ZH: “Joy” was a calling forth of rapturous happiness. This piece emerged on the first day we got together from us just jamming on a riff. The groove, the tempo and the soaring rhythmic melody that took shape was so happy that we decided that it should be called how we felt while playing – “JOY”.
JM: Can you tell us a bit about the experience of working on the soundtrack for Apocalypse Now?
ZH: Carmine Coppola was in charge of music production for the movie. He sent out VHS tapes to many musicians in the Bay Area, and all were provided time in the studio to score the movie. Mickey Hart also received the VHS and he called me and many other musicians in to help create the score. The great thing was that we were left on our own to create what we felt the score should be like, and in the end Carmine chose bits from all the scores that were turned in and assembled his vision of what the final score should be, and it was magnificent.
JM: This is a very broad question, but here goes – what, to you, are the most important differences between the Indian and Western musical traditions?
ZH: I think that one of the main hurdles in making music with musicians that are from other traditions is the thought that they have fundamental differences. I don’t believe in that. I believe that music is music no matter where in the world it is played. If one approaches the interaction with an open mind ready to do whatever it takes to make it work rather then worry about supposed boundaries, then great music can be made.
JM: Many people in the West learned about the music of India because of The Beatles. Was it a big deal to you when The Beatles visited India, or were they in a totally different musical world from you at the time?
ZH: We had George Harrison visit my home. I was not aware of who he was and of the group as well, but I knew that he was an important musician and he was a very loving human being. He sat on the floor with us, shared our food, and on his portable record player played their new album for us. It was a very happy and memorable time for me.
JM: What advice would you give to an aspiring musician?
ZH: Do not think of music as work. It should be a joyous union between yourself and your music. If you can establish that kind of a connection then you are on your way.
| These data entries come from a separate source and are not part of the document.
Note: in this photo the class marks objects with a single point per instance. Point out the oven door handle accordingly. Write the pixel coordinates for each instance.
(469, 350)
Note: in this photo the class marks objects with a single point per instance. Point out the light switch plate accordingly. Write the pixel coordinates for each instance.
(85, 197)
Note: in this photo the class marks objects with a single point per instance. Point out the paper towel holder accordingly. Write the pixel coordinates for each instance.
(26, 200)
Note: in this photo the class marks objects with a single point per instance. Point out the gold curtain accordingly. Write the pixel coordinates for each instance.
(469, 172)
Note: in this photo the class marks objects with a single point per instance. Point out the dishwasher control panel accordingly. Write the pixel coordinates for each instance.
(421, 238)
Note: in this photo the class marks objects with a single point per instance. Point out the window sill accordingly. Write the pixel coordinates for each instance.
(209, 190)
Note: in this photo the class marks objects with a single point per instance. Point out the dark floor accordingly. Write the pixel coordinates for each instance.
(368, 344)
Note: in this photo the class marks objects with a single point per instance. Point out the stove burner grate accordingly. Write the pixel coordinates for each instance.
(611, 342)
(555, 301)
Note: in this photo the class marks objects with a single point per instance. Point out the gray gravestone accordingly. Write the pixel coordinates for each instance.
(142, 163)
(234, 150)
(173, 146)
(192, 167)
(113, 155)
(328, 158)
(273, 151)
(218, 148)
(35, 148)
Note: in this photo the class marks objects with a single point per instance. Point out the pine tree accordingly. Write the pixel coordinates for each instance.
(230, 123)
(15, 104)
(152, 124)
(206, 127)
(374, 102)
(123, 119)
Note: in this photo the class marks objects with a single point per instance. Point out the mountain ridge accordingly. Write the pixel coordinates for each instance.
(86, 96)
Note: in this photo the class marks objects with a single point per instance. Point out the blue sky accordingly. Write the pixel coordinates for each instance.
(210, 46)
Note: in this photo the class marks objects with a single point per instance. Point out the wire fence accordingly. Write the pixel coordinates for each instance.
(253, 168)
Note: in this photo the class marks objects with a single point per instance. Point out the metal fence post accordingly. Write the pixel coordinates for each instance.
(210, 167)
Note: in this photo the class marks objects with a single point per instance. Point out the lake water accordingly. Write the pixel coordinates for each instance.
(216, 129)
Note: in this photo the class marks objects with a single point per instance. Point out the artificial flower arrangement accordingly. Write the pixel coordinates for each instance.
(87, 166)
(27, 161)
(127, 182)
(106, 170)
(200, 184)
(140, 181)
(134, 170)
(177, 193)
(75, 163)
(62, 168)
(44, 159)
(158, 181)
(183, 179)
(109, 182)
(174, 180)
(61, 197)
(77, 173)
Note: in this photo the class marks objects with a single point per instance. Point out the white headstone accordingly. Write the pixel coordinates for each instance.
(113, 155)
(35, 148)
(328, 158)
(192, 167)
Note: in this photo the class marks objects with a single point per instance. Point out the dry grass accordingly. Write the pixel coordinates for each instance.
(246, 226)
JM: What are your musical plans for the near future?
ZH: I just finished a commissioned piece for tabla and symphony orchestra. It is called “PESHKAR”. The American premier is next April at the Kennedy Center with the National Symphony Orchestra under the baton of Cristoph Eschenbach.
This year is the 25th anniversary of Planet Drum and Universal is re-releasing it in December with 3 new songs added.
I am also working as co-producer on Mickey Hart’s new album as well as getting ready for the winter tour of India to take part in the music season there. I will play about 70 shows between December and February all over India.